To the OP, sounds like your in for a new Zama carb or at the very least a good soak in some solvent. The one I have drove me nuts till I put a new carb on it. Now I have a different problem the darn air filters gets soaked with mix and sometimes won't start. I don't know what is up with that one, till I tear into it again.

I run a 16 inch safety bar that has a real small nose, with 3/8 th's Picco mini chain on mine. I like it much better than the standard set-up. I also did some mods to my 101 to get some more chain speed out of it.


----------



## BlackenedTimber

I appreciate all the input. 

I'm not crazy about tearing apart a practically new saw, but I guess I may have to.

I am also having a hard time accepting that Echo makes a better saw than Stihl, as every echo I have run has pretty much sucked, but I gotta say, my HT101 is pretty much a let down. I guess I need to eat a sugar cube and expand my mind...

I have about a half-dozen trees within walking distance of my house in OK that need to be trimmed, and the polesaw can get em all without me having to climb, so I'm gonna have to get this thing figured out.

I guess the biggest let-down is the lack of support/resolution for Stihl. They must know this saw blows, and are sticking to their guns rather than help a fella out. I am still a major Stihl supporter, but this whole ordeal has left a sour taste in my mouth.

Worst case scenario, it'll make one hell of a lance for the jousting tournament at the next Renaissance Faire.


----------



## fishercat

*do you use Stihl Ultra oil and high octane gas?*



BlackenedTimber said:


> Great minds of AS, I need your input.
> 
> I bought a Stihl HT101, maybe a year ago. I have used it very little, maybe a half dozen times. The saw has always seemed a little underpowered.
> 
> I had the saw stored in my box truck for maybe a half a year. I moved the truck from upstate NY to Oklahoma, and I noticed when inspecting the polesaw that there was a small "V"-shaped chip in the gas tank, on the little plastic ring that protrudes from the gas tank where the fuel cap screws in. The fuel cap still locked in the close position, and the chip wasnt allowing any gas to leak.
> 
> The saw as still running like crap, and I spent an hour or so playing with the carb to get it tuned properly. I got it run a little more smoothly, but it still pauses when the throttle is engaged, then slowly builds RPMs then finally begins to turn the chain. Naturally, actually cutting under these conditions is less than ideal. The chain is new and sharp, and the chain tension is fine. The oiler is working, though throws less oil wide open than I would expect. The chain drive is clean of any debris. The fuel filter seems fine upon visual inspection.
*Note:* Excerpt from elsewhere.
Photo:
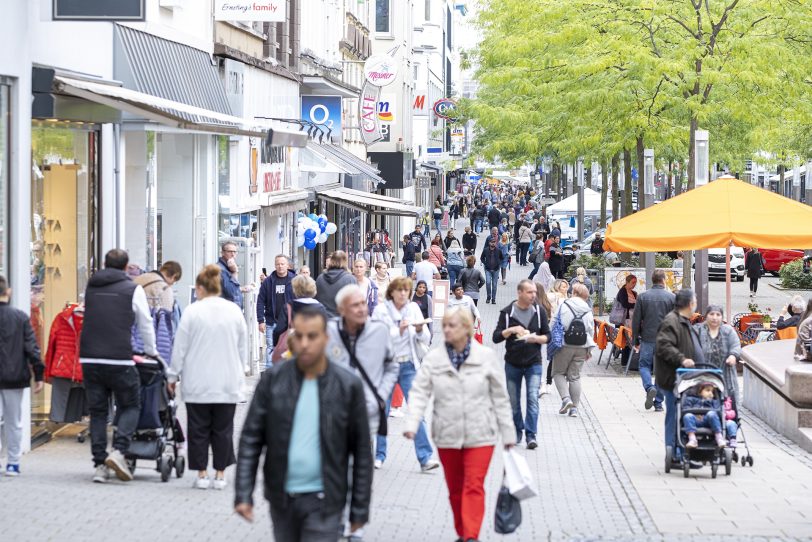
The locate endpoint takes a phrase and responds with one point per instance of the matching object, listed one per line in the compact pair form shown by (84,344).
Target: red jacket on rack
(62,356)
Again, the saw is practically new, and has been used probly less than 1 hour total.
> 
> I took the saw to the local Stihl dealer, and he tuned the carb and replaced the fuel cap. He said that replacing the fuel tank was not necessary.
> 
> The saw still runs like crap. Does this saw just plain suck (which would break my heart because I am a die-hard Stihl fan...) or am I missing something...?
> 
> It runs and cuts, but not the way that I would expect a $600+ Stihl to perform.
> 
> HELP ME PLEASE!



my dealer says the 4 mix engines gum up if not using the above gas and oil.

have the valves been adjusted? it's not hard.the dealer should sell you the special feeler gauge or you can make one.

personally,i hate the 4 mix design.we have a 101 and a 131.they both suck.

HT75 was a better machine.ask you dealer if there was a carb update.Stihl products always seem to have multiple carb updates.


----------



## fishercat

*what the hell is wrong with you?*



Stihl-O-Matic said:


> Ive been trying to talk a buddy out of his HT75 for some time. Had it bought last year for $275 but he changed his mind. Only homeowner used too.



offer him $276.50 !


----------



## BlackenedTimber

I have been using standard stihl mix and regular gas. I was unaware, never told, that these gutless polesaws needed some special treatment in that department.

As for the valves, I have never adjusted them, and my stihl dealer (who is a hell of a sharp dude, and who I respect totally) never mentioned it to me. I guess I oughta go back and bring it up to him.

More and more, I'm losing my patience with this thing. I will probably either ebay it, or lose my temper, construct a trebuchet, and rocket this thing a thousand yards into the woods.

I'm getting tired of looking at it, and the damn thing comingling with my saws that actually work. I'm worried it's gonna convert my good saws to pieces of crap simply by proximity.

Grrrr....


----------



## fishercat

*as for the fuel and oil...............*

that is what my dealer told me.

the valves do need to be adjusted.if the info on the gumming up is true,it may need to be cleaned out.maybe pull the mffler and make sure the exhaust port isn't carboned up.


----------



## outofmytree

4 stroke sucks!

My ht75 is the hardest working member of the all stihl team I run. I just cant see how switching from 2 to 4 stroke will help other than making some nutbag greeny happy. Less emissions but no guts?!?!?!? Bad call.


----------



## skid row

Like the previous post said use only high test gasoline and ultra synthetic mix. 

Buy the feeler gauge part# 4180-893-6400. You can do the valve adjustment yourself in 10 min.


----------